- e-book
Read from April 27th till May 24th
2015
My rating:
“Where
fish leaves off in Iceland, Latin takes over”
I know I am
unjust with my three-star rating, but The
Fish Can Sing is one of those books I’ve instantly recognized the literary
value of, but I couldn’t care much for. Moreover, it constantly reminded me of
Salman Rushdie’s Satanic Verses (I
hear some very loud, very heartfelt protests here!) in a bizarre, twisted kind
of way, not only because I had the same mixed feelings about that one too, but
also because it is its total opposite: instead of a rich, overcrowded,
overcoloured narrative, a severe, grey and angular one; instead of an
aggressive magic realism an apparently naïve, primitive one; instead of a complicated,
postmodern structure, the medieval form of a chronicle, instead of a chaotic,
devouring city, a quiet and uneventful village. What connects them, however, is
the same search of identity, be it social like in Rushdie’s novel, be it
artistic, like in Laxness’s one.
Whereas Satanic Verses seems to speak about
alienation through immigration and loss of religion, The Fish Can Sing is supposed to illustrate (at least according to
the author’s notes) the alienation through glory and uprooting. The title could
thus be interpreted like a pleading for the beauty of the ordinary life,
ordinary people, whose silence speaks to the soul better than any masterpiece
could, like the iconic image of the grandfather:
He never gave any sign of knowing that his grandchild was nearby, and I never paid much attention to him either, and yet somehow I was always involuntarily aware of him in the background. I would hear him blowing his nose with long pauses between each blow, and then taking another pinch of snuff. His constant silent presence was in every cranny and corner of Brekkukot – it was like lying snugly at anchor, one’s soul could find in him whatever security it sought. To this very day I still have the feeling from time to time that a door is standing ajar somewhere to one side of or behind me, or even right in front of me, and that my grandfather is inside there, pottering away.
And indeed,
there are enough memorable portraits of those “unspoilt” people, educated at
the “Icelander’s university”, which was a quiet gathering around a good reader that
read sagas aloud for an entire household in the evenings: people like the
narrator Álfgrímur grandparents, with a grandmother who was never seen to sleep
in a bed or a grandfather whose moral law concerned fish sale that was not to
accumulate money, only to gain enough to live; nameless people like the woman from
Landbrot who came to Brekkukot to die and who writes (through the narrator) an
endless letter to her children to teach them how to take care of their cow
Lykla who was about to calf, or like the man who loves his wife so much that he
forgets to take care of her while preaching about her and their love all over
the village; local people like little Miss Gú∂múnsen who stalks both Álfgrímur
and Gar∂ar Hólm, or Pastor Jóhann who thinks that there is one single note, and
it is pure, or Ebenezer Draummann, who wears no socks in order to save money to
buy stamps and send letters to philosophers asking them the meaning of obscure
words in Sanskrit:
“For example, what does the word prana mean? Or karma? And maya?”
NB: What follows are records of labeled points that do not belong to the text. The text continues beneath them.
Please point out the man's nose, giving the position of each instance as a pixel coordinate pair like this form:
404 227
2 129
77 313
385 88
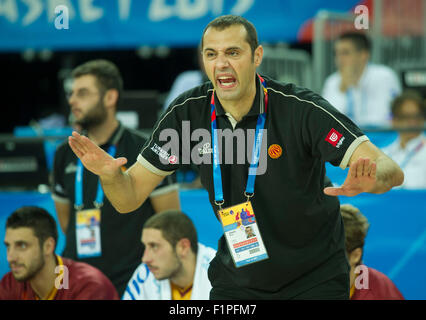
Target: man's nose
222 61
146 256
11 255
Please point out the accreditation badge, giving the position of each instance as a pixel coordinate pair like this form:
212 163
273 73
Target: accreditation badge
88 233
242 234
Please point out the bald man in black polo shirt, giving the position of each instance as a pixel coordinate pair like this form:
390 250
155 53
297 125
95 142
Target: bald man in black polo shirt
280 190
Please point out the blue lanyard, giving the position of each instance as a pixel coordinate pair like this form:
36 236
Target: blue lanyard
350 104
79 185
217 175
411 154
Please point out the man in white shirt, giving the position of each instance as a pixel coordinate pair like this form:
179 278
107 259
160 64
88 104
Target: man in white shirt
409 150
174 265
361 90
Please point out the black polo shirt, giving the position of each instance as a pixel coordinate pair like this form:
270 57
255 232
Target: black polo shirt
120 233
300 225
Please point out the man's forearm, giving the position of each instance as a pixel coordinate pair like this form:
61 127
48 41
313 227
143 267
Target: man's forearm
120 192
388 175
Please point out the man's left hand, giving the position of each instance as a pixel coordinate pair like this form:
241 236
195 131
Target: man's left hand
361 178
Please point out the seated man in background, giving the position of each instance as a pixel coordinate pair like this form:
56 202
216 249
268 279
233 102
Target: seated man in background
409 150
369 284
174 265
361 90
37 273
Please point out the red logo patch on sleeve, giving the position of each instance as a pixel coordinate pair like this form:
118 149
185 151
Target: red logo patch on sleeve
333 137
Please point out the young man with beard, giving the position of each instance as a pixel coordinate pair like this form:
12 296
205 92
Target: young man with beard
37 273
174 265
298 251
95 232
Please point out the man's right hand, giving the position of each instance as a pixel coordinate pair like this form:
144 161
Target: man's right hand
94 158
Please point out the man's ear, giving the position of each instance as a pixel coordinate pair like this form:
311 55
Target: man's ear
258 56
355 256
183 247
49 246
111 98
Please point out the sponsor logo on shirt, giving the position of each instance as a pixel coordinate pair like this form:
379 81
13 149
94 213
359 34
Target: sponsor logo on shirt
70 168
275 151
172 159
334 137
161 152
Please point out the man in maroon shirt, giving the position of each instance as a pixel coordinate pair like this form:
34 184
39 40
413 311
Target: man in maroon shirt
365 283
37 273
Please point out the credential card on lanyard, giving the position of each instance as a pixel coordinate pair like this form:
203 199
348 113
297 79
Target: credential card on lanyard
242 234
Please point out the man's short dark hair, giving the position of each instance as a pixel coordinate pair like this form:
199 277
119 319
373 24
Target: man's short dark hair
174 225
223 22
356 227
359 39
106 73
35 218
408 95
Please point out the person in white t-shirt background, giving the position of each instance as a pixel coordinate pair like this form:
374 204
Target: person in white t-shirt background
409 149
361 90
174 265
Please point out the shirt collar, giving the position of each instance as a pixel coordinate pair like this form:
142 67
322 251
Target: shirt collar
115 137
413 143
256 108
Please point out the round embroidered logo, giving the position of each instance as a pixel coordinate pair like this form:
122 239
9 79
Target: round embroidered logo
172 159
275 151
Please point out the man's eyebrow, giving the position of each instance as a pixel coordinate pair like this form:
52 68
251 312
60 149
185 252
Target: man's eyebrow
227 49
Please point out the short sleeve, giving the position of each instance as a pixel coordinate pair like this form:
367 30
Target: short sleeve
329 134
161 154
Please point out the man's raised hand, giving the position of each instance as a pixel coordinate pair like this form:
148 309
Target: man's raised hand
93 157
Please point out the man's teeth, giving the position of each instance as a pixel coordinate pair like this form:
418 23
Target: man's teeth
226 81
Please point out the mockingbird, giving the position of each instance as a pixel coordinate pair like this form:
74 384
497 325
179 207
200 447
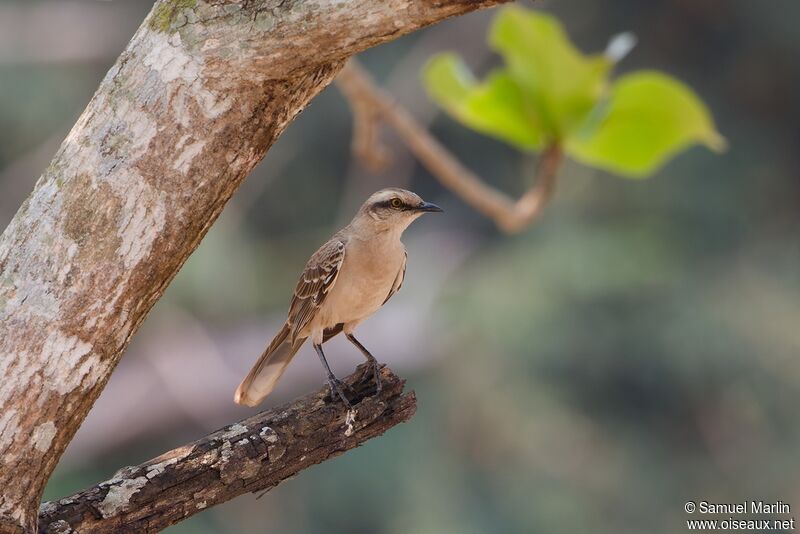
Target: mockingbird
344 282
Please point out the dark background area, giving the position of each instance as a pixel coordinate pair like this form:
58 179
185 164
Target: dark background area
635 349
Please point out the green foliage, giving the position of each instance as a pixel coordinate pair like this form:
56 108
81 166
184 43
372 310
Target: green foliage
551 93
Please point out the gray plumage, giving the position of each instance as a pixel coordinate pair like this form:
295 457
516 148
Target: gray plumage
344 282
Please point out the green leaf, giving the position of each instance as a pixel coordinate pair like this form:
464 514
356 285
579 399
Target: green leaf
562 84
495 107
649 118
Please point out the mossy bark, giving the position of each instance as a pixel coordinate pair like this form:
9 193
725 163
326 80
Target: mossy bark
192 104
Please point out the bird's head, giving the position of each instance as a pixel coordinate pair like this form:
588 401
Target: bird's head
395 208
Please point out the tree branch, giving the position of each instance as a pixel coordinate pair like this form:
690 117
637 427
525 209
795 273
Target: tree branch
255 454
193 103
368 102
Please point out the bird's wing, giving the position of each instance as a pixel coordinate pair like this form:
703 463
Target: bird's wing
398 280
315 283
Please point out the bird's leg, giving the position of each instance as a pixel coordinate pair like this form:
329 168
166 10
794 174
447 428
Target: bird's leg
371 361
334 383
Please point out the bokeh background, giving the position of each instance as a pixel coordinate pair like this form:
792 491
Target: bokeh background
636 348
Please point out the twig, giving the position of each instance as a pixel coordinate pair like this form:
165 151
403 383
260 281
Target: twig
368 102
252 455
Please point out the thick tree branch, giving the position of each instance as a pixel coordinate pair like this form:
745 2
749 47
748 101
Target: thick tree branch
192 104
255 454
368 103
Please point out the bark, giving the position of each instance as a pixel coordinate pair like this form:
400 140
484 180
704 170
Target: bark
192 104
252 455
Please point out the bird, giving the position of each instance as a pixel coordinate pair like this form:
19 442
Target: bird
344 282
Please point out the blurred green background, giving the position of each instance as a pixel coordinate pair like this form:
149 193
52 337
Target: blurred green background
636 348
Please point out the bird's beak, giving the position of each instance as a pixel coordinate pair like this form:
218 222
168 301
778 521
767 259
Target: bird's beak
428 206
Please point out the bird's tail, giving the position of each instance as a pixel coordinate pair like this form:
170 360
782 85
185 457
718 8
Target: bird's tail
262 378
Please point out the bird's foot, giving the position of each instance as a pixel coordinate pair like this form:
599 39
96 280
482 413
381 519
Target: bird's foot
337 389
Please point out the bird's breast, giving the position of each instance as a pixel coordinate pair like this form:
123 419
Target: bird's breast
366 277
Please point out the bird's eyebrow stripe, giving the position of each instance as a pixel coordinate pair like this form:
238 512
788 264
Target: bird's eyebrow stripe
387 203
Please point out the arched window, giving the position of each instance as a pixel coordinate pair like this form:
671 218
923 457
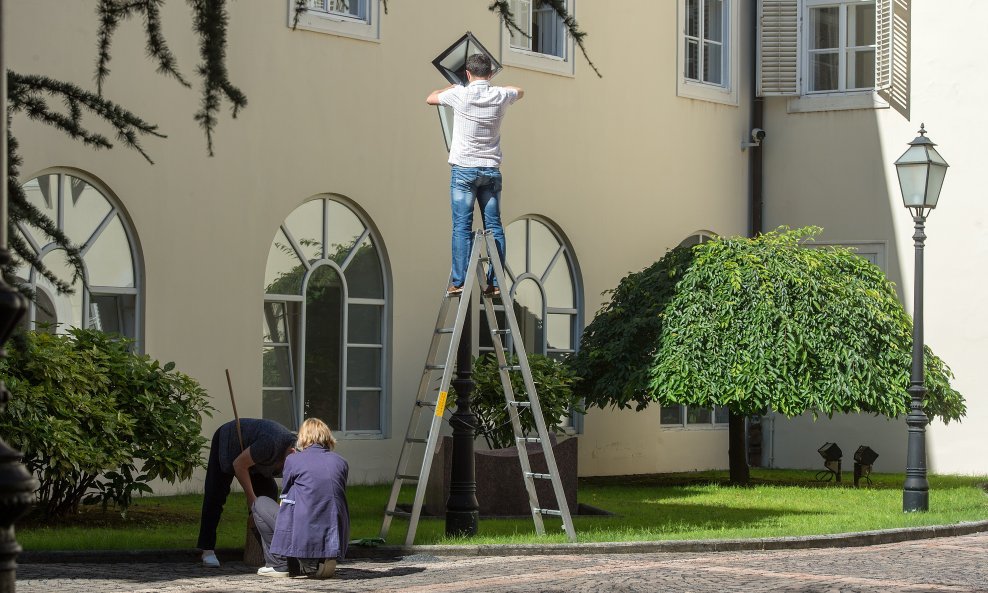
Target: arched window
325 306
545 287
107 297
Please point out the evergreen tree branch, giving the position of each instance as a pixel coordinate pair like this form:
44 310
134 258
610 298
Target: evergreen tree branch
210 20
111 13
578 35
156 46
27 93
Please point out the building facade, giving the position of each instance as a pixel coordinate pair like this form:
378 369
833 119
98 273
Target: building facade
324 212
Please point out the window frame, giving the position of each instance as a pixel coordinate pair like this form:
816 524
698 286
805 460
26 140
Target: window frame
297 358
331 23
842 98
684 423
88 290
727 91
548 63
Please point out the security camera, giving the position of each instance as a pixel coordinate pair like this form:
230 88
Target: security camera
757 135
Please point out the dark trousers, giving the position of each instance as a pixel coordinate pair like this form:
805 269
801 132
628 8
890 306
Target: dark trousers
216 490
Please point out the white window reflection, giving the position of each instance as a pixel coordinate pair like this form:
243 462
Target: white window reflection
105 297
544 287
324 311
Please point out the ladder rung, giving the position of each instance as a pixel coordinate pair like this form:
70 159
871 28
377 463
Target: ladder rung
554 512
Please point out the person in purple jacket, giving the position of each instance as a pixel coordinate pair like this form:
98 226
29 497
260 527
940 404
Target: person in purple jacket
313 521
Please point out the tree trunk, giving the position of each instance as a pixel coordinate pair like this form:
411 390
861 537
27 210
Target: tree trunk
737 450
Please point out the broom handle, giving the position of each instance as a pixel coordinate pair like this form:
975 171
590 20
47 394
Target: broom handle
236 416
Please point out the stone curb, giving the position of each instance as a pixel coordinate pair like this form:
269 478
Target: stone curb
840 540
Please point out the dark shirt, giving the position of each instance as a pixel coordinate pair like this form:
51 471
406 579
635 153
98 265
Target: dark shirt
267 440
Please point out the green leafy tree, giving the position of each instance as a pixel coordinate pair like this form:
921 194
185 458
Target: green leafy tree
87 407
767 323
553 381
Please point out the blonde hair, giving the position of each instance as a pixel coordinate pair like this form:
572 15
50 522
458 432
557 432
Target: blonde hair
315 432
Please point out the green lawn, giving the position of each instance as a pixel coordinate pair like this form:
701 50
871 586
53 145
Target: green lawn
659 507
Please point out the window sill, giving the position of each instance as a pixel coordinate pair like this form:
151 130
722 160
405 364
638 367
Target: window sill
693 427
707 92
535 61
836 102
332 24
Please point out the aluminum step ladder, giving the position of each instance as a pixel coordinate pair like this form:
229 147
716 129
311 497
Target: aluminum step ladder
432 397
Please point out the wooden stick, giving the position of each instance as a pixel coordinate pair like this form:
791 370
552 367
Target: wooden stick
236 417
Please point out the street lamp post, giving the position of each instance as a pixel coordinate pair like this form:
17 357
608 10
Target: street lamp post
921 172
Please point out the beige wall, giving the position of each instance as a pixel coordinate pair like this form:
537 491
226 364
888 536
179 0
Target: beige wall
834 169
624 167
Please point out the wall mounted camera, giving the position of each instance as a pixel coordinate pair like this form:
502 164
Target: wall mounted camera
757 135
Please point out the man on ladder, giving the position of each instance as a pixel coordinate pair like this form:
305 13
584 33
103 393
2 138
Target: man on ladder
475 156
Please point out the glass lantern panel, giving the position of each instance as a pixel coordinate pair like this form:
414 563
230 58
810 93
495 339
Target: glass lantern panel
912 182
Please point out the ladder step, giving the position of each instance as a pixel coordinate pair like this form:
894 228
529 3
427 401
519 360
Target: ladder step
554 512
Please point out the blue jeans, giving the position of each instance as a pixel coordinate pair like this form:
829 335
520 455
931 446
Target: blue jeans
466 185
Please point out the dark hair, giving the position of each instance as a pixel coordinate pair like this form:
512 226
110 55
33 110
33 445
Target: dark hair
479 65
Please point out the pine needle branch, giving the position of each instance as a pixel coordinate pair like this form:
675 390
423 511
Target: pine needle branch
26 93
210 19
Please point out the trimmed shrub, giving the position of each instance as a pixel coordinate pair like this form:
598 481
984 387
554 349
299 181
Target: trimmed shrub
85 410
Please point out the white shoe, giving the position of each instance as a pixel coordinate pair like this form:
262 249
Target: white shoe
209 559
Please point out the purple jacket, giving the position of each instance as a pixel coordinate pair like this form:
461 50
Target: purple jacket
314 520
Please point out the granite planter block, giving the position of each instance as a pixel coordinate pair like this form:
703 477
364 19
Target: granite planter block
500 487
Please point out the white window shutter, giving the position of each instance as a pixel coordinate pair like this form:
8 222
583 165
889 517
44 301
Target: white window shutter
778 48
883 44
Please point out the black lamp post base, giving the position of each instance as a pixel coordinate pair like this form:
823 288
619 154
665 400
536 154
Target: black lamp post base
462 523
915 500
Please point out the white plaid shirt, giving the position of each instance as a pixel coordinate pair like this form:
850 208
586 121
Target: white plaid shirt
478 110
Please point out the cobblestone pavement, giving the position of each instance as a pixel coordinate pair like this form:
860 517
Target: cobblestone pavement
948 564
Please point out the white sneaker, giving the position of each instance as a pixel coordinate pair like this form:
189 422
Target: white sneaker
209 559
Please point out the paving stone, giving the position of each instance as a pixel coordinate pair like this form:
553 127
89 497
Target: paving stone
946 564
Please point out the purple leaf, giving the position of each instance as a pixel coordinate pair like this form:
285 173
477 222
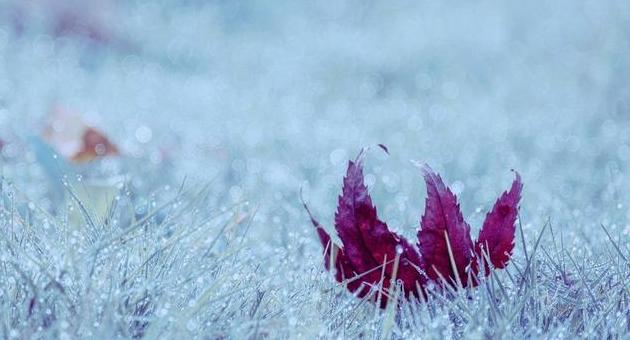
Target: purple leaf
443 217
496 237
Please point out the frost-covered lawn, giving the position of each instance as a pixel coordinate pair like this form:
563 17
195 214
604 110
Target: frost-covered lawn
224 111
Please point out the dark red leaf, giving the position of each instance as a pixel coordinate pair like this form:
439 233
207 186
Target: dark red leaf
443 217
496 237
368 242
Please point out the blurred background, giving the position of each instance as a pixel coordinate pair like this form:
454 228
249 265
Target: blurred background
262 99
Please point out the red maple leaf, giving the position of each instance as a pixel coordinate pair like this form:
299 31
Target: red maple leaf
372 257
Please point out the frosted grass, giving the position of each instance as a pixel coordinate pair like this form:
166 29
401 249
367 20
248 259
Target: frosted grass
225 110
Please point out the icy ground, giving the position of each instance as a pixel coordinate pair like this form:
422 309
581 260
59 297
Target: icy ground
223 110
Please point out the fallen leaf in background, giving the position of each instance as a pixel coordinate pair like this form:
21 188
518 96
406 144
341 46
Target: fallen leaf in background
74 139
373 257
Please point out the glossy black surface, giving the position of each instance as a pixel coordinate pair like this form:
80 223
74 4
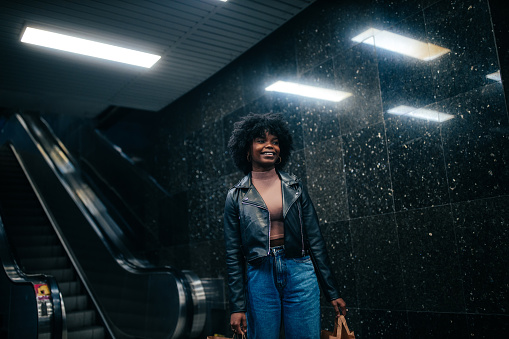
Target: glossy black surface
414 211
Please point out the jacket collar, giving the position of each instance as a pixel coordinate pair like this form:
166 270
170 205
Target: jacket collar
286 178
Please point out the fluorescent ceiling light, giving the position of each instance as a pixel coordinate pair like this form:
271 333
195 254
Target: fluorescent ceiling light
420 113
495 76
400 44
308 91
86 47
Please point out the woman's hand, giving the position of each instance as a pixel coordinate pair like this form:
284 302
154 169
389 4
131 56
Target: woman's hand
339 304
238 322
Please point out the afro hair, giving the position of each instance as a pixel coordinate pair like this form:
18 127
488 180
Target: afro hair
253 126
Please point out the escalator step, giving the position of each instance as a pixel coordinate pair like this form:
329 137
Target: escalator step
93 332
32 229
70 288
83 318
42 264
40 251
76 303
66 274
43 240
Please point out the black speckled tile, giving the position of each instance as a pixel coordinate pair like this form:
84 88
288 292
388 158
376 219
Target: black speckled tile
488 326
395 11
205 210
208 259
476 144
313 38
175 229
326 180
339 246
320 119
350 18
356 72
289 107
417 163
437 325
430 261
205 153
223 95
367 172
405 80
482 232
297 165
464 27
378 270
381 324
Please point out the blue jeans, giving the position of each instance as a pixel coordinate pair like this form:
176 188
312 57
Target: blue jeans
283 288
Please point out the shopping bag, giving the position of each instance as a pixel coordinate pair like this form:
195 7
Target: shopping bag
341 330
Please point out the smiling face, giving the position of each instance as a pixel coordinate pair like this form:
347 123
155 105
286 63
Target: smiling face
264 152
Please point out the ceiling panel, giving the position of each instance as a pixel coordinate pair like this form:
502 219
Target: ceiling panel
196 38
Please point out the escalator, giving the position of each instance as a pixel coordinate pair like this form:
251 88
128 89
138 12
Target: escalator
37 248
58 229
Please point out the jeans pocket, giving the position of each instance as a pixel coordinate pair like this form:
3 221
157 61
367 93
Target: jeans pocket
304 259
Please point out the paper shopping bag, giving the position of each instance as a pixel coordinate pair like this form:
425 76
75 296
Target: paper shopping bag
341 330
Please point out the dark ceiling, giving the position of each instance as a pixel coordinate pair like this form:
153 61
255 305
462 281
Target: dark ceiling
196 38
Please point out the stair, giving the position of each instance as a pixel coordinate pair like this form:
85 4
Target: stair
37 248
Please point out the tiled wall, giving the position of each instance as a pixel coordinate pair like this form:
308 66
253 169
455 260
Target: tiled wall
415 211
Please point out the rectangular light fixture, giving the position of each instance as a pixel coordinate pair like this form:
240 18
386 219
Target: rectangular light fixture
401 44
495 76
420 113
87 47
308 91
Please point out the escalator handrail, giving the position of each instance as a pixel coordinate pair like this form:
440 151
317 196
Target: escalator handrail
17 276
69 176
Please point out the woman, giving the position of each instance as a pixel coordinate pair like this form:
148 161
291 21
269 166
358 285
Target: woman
275 252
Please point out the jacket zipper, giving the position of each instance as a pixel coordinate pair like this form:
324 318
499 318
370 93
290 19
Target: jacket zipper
301 230
266 209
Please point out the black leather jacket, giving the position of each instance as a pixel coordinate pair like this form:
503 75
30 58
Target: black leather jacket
246 233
Obviously there was no one at Brekkukot who could answer this.“And you don’t know either, young man – and you a pupil at the Grammar School?”“No,” I said.“There you are, then,” said Ebenezer Draummann. “Everyone wearing socks, and no one knows what prana is. Not even this young man from the Grammar School.”
If there is an
equation for happiness, all these stories seem to tell, it could be found in this
simple triangle people – fish – singing, that is simple life elevated to art.
This is why the narrator insists saying to whoever asks that his dream is to
become a lumpfisherman, to continue to live a life unchanged from immemorial
times, when the value of a Bible was, as it is now, the same as the value of a
cow.
However, this
interpretation is only partial, since the people of Brekkukot with their
stories are only the background for the complicated, strange and not in the
least ironic relationship between Álfgrímur and Gar∂ar Hólm, that reveals the
real theme of the novel: the artist’s condition, his continue struggle between
individuality and universality, together with his obsession to find that pure,
unique note that could reconcile both. As Gar∂ar Hólm teaches Álfgrímur:
"Always sing just as you sang that day. Sing as if you were singing over a sea-scorpion. Any other singing is false. God only hears that one note. Anyone who sings for other people’s entertainment is a fool, but not quite such a fool as the man who sings for his own entertainment.”
This
relationship, reinterpreted in that irony I was talking about and that prevents
both sentimentality and tragism in a very postmodern way that contradicts the
apparent simplicity of the narrative, this relationship, as I said, is the
novel’s core and Laxness’s masterstroke, and I think that the key of lecture
can be easily found by answering a simple question: what is Gar∂ar Hólm for Álfgrímur?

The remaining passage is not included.